Differential Diagnosis for a 9-year-old with a Volar Aspect of the Pisiform Fracture
- Single most likely diagnosis:
- Fracture of the forearm (specifically, a fracture involving the pisiform bone or the surrounding area): This is the most likely diagnosis given the patient's history of a fall onto her left forearm and the reported pain from the wrist to the elbow. The mechanism of injury and the location of the pain are consistent with a fracture.
- Other Likely diagnoses:
- Sprain or strain of the forearm or wrist: Although the patient reports a fracture, it's possible that the injury could be a severe sprain or strain, especially if the pain is not localized to a specific area.
- Contusion of the forearm or wrist: A contusion could also be a possibility, given the mechanism of injury and the reported pain.
- Do Not Miss (ddxs that may not be likely, but would be deadly if missed.):
- Compartment syndrome: Although less likely, compartment syndrome is a serious condition that can occur after a fracture or severe injury to the forearm. It's essential to monitor for signs of compartment syndrome, such as increasing pain, pallor, paresthesia, poikilothermia, and pulselessness.
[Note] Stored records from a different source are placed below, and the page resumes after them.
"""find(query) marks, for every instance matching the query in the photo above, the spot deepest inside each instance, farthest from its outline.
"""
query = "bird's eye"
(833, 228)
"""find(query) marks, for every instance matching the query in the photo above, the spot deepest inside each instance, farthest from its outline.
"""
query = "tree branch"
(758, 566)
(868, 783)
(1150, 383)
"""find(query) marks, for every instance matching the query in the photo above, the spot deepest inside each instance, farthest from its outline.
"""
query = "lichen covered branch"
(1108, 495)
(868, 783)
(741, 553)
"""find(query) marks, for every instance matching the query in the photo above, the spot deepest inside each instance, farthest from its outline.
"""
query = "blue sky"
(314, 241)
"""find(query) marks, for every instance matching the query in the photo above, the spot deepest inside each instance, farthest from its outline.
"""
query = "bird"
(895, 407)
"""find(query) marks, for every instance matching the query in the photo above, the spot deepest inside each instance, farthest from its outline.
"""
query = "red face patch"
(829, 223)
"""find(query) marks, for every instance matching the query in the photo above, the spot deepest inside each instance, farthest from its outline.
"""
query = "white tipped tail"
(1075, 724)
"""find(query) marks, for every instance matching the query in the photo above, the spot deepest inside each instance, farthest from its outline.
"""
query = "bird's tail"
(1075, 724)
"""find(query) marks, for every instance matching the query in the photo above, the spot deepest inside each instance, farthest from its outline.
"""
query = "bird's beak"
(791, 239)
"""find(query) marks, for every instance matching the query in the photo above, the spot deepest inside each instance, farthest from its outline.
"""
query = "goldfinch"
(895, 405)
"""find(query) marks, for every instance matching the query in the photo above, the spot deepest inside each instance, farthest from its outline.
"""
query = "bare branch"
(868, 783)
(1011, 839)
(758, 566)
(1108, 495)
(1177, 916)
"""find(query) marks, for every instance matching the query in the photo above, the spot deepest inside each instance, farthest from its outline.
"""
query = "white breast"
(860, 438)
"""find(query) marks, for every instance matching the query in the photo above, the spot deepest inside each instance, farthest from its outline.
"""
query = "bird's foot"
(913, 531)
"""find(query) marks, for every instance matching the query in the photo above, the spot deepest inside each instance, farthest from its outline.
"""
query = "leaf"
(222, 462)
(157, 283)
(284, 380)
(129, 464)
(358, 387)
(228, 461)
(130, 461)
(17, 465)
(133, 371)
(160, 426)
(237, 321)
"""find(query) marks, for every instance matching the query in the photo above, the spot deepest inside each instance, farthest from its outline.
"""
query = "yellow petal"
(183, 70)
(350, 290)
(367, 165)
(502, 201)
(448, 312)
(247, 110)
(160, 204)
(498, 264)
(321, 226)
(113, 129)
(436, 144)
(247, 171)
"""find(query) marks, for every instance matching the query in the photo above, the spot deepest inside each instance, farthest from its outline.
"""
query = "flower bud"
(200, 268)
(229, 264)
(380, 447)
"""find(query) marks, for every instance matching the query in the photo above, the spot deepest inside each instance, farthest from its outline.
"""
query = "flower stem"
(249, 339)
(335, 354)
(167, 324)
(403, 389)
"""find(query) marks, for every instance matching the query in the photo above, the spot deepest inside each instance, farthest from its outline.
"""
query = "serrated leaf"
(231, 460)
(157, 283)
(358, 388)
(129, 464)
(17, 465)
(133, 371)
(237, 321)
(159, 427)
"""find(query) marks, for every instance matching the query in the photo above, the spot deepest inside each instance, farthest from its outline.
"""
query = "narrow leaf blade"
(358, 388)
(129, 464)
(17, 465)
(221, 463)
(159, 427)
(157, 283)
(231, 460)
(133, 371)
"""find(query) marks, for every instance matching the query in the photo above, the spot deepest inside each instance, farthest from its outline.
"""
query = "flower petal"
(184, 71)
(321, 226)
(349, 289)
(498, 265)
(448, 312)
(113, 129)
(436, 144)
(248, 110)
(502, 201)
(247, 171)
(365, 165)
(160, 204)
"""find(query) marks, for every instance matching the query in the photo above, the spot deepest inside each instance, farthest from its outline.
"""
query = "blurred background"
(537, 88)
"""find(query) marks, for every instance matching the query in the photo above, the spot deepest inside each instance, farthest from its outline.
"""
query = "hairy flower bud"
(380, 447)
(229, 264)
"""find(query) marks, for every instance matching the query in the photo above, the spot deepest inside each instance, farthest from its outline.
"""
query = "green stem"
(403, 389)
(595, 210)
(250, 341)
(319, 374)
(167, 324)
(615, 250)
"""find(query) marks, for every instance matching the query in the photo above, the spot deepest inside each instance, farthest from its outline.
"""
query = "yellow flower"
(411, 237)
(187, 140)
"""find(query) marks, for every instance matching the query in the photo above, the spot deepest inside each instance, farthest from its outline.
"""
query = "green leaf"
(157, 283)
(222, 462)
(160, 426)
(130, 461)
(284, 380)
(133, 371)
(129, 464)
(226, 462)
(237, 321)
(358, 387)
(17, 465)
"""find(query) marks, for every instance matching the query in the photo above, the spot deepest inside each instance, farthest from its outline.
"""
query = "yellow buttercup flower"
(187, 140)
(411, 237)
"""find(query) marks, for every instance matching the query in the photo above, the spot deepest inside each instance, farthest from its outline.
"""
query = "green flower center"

- Vascular injury: A vascular injury, such as a brachial artery injury, could occur with a forearm fracture and is a potentially life-threatening condition.
- Rare diagnoses:
- Osteochondritis dissecans: This is a rare condition where a piece of cartilage and bone becomes detached from the surrounding bone, which could potentially occur in the forearm or wrist.
- Pathological fracture: Although rare, a pathological fracture could occur if the patient has an underlying bone condition, such as osteogenesis imperfecta or a bone cyst.